On 18th August, The Reserve Bank of India (RBI) introduced a significant policy shift by directing all regulated entities, including banks and NBFCs, to provide personal loan borrowers with the option to switch from floating interest rates to fixed rates during interest rate resets.
- Borrower-Centric Regulations: This initiative, outlined in a circular titled 'Reset of floating interest rate on equated monthly instalments (EMI) based personal loans,' aims to empower borrowers with greater control over their loan structures.
- Change of Tenure: Additionally, borrowers can opt for EMI enhancements or tenor elongation, further customizing their loan experience.

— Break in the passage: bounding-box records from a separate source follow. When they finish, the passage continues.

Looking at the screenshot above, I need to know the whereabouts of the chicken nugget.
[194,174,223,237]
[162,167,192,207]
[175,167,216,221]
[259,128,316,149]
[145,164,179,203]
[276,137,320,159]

- Switch to Fixed Rates: At interest rate resets, borrowers now have the choice to switch to fixed interest rates in accordance with the lender's board-approved policy.
- Disclosure of Charges: Lenders are mandated to disclose all applicable charges for switching loans from floating to fixed rates, as well as any service charges or administrative costs.
- These details must be presented in the sanction letter and communicated when changes in charges occur.
- Enhanced Transparency: To enhance transparency, lenders are required to provide borrowers with quarterly statements through appropriate channels.
- These statements will include information on principal and interest payments, EMI amounts, remaining EMIs, and annualized interest rates.
- Implementation Deadline: The RBI has mandated that these instructions must be extended to both existing and new loans by December 31, 2023.
- Rationale behind RBI's Move: The RBI's decision to implement these regulations stems from supervisory reviews and feedback from the public, which highlighted instances of lenders significantly elongating tenors for floating rate loans without proper consent.